In other words, if M is the mass of a Solar System body (including
the Earth), we can measure GM (and can do so with great accuracy if
the body has a natural or artificial satellite[1]). If M, M' are the
masses of two such bodies, we can know M/M' with great accuracy.
But our absolute knowledge of M is only as good as our
laboratory-derived knowledge of G, which is quite poor.
---
[1] What we actually measure is G(M+m) where m is the mass of the
satellite, byt usually m << M, so this is essentially the same thing
as measuring GM.
--
Robert Hill
University Computing Service, Leeds University, England
"Though all my wares be trash, the heart is true."
- John Dowland, Fine Knacks for Ladies (1600)
john baez
Bill Jefferys <bi...@warthog.as.utexas.edu> wrote:
>Traditionally, the gravitational constant as used in celestial mechanics
>has been a _defined constant_, not a measured quantity. The reason for
>this is that masses and distances were poorly known in "real" units. For
>example, until about 40 years ago, the metric equivalent of the length of
>the astronomical unit (the unit of distance adopted by celestial
>mechanics) was known only to about 4 significant digits; and the mass of
>the Sun (the unit of mass used by celestial mechanics) was known to no
>better precision. However, the quantities usually measured to determine
>positions of planets were known to much higher precision...these were
>angles, and typically were known with precisions of 1 second of arc or
>better.
This is related to an interesting symmetry of the equations governing
gravity: if you have a solution and you multiply all distances, times,
and masses by the same constant, you get a new solution.
This is true both for Newtonian gravity and general relativity. The
reason is that the constants appearing in these theories, namely the
gravitational constant G and the speed of light c, have the following
units:
G = L^3/MT^2
c = L/T
They remain unchanged when we multiply L, M, and T by the same constant!
So if you think about it for a while, you'll see that Newtonian gravity
and general relativity have this sort of "scaling" symmetry.

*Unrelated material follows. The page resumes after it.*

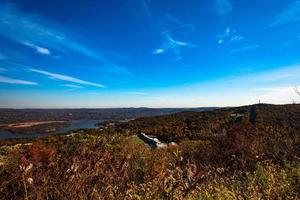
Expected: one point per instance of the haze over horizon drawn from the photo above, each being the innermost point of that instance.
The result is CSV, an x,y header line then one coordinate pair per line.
x,y
148,53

In
particular, they have no intrinsic length scale.
(Of course, *quantum* gravity has an intrinsic length scale, since
it involves a third constant, Planck's constant:
hbar = ML^2/T
which *does* change when you multiply L, M, and T by the same constant.)
Scaling symmetry changes distances and masses but not angles. Angles
are easy to measure in astronomy, but distances and masses are not.
This is why it's hard to tell the overall scale of astronomical systems.
But wait a minute: *times* are easy to measure! Why can't we use
*times* to measure the scale of an astronomical system?
Well, we *can* in contexts where c is relevant. E.g. we can see how
long it takes light to bounce off the moon and use that to determine
the distance to the moon quite accurately. But in old-fashioned
Newtonian astronomy, only G was relevant. The constant G is also
unchanged by another symmetry, where we leave time alone, but
multiply lengths by some constant and multiply masses by that constant
cubed. So if make all the planets heavier and suitably farther apart,
they trace out paths that look just the same in the sky, moving along
at the same rate through the "celestial sphere".
(Folks familiar with conformal geometry will recognize this "celestial
sphere" as an old friend, the "sphere at infinity". No surprise:
conformal geometry is all about transformations that preserves angles
but not necessarily distances.)
Of course, G is also unchanged by various combinations of the two
symmetries described already. For example, it's unchanged when we
leave masses alone, multiply lengths by some constant, and multiply
times by the that constant to the 3/2 power. This is the symmetry
built into Kepler's famous third law: " the square of the period is
equal to the cube of the major axis".